Dr. Wayne Duffus, the Acting Chief Epidemiologist for the State, has primary responsibility for contact tracing. He said contact tracing is a core public health activity that has been practiced since the early 19th century.
“In the context of COVID-19,” he said, “it is the process of following up with contacts who may have been exposed to a person with suspected or confirmed infection.”
Contacts are self-quarantined for 14 days from the date of last exposure. They are eligible for testing, and if the testing shows they are not infected, they will be released from isolation.
Dr. Duffus said the State’s local health departments have well-trained staff who utilize the principles of contact tracing on a daily basis in their work. They use it in tracing HIV infections, syphilis, and tuberculosis. “This makes the local health departments the ideal core essential partner to serve as a hub of our activity in Illinois.”
He said the local health departments will work with community health centers, and the State will act as the umbrella to ensure consistency.
Dr. Duffus said workers will be hired from around the State, and they are using an estimate that 30 workers will be needed for every 100,000 people in the State, which means 3,810 people to carry out the program. He said this number will vary over time.

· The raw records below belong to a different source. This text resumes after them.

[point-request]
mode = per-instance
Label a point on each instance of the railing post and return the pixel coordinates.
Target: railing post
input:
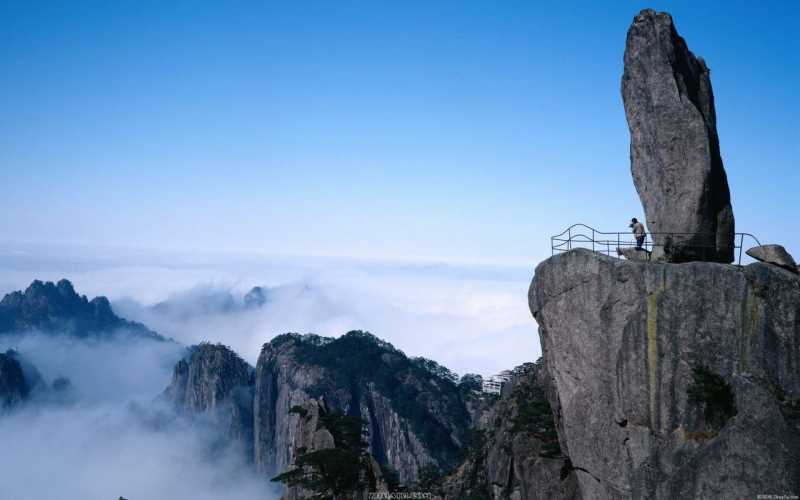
(741, 246)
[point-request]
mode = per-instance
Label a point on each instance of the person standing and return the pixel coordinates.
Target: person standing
(638, 232)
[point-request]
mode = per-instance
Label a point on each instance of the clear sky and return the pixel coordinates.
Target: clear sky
(437, 129)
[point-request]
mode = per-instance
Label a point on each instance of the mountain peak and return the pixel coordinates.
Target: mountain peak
(56, 308)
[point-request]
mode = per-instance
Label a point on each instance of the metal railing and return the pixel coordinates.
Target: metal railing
(583, 236)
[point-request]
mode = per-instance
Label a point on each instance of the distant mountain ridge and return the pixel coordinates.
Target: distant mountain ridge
(55, 308)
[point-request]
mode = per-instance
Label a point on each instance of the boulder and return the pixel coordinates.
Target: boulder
(672, 380)
(675, 155)
(774, 254)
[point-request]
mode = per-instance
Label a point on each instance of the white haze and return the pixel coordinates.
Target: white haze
(112, 437)
(468, 317)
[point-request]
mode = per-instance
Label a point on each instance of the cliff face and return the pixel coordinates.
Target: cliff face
(312, 434)
(215, 382)
(673, 380)
(414, 417)
(675, 154)
(515, 452)
(13, 387)
(55, 308)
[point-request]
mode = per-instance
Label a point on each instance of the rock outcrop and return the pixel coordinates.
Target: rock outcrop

“The core personnel for contact tracing efforts lies in three cadres,” said Dr. Duffus. “First, case investigators. These are the individuals who reach out to people who get positive test results. Second, contact tracers. They will call individuals who have been in close contact with a diagnosed case and ensure adherence to protocol, follow-up as necessary. The third cadre are resource coordinators, and these resource coordinators provide individuals quarantined or in isolation with reasonable relevant resources and support to facilitate compliance with our orders, so food, medication, alternate housing for example.”

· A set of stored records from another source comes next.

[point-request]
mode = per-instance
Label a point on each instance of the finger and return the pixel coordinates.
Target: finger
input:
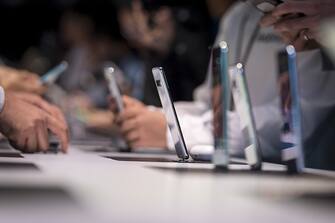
(127, 114)
(299, 43)
(268, 20)
(113, 105)
(297, 23)
(132, 137)
(42, 136)
(129, 125)
(31, 141)
(128, 101)
(54, 126)
(293, 7)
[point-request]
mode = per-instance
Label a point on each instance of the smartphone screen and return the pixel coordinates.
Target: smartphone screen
(170, 113)
(265, 6)
(291, 130)
(220, 104)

Dr. Duffus said they will start out with 300 workers, strategically placed in the regions that are most impacted. In addition by using technology as a first contact with individuals, the number of workers needed will be fewer. “We plan to implement a virtual Call Center, which will enhance efficiencies and only the most hard to reach individuals will actually require a visit.”
Dr. Duffus said they would like to start by the end of the month.
Gov. Pritzker said the cost would be about twice what Massachusetts has budgeted, or “somewhere in the neighborhood of $80 million.”
*Ashish Jha, MD, MPH, the Faculty Director of the Harvard Global Health Institute, and two colleagues conclude in an April 18 article “Why we need at least 500,000 tests per day to open the economy – and stay open,” that on a nationwide basis at least 500,000 tests a day are needed to succeed with the opening of the economy and to stay open. They add that number “is probably too low” and “we likely need many more.” Link: https://globalepidemics.org/2020/04/18/why-we-need-500000-tests-per-day-to-open-the-economy-and-stay-open/?referringSource=articleShare
That is about triple the number being administered now, and it would require about 150 tests per day per 100,000 people.
** Other researchers put the number much higher. A report, “Roadmap to Pandemic Resilience,” published by the Edmond J. Safra Center for Ethics at Harvard University, recommends massive scale testing for COVID-19, together with supported isolation as the path to open up the nation’s economy. The report, updated on April 20, has 23 authors, with expertise in many different disciplines.
The Safra Center report says, “We need to deliver 5 million tests per day by early June to deliver a safe social reopening. This number will need to increase over time (ideally by late July) to 20 million a day to fully remobilize the economy.” Link: https://ethics.harvard.edu/files/center-for-ethics/files/roadmaptopandemicresilience_updated_4.20.20_0.pdf
*** See article cited above by Ashish Jha.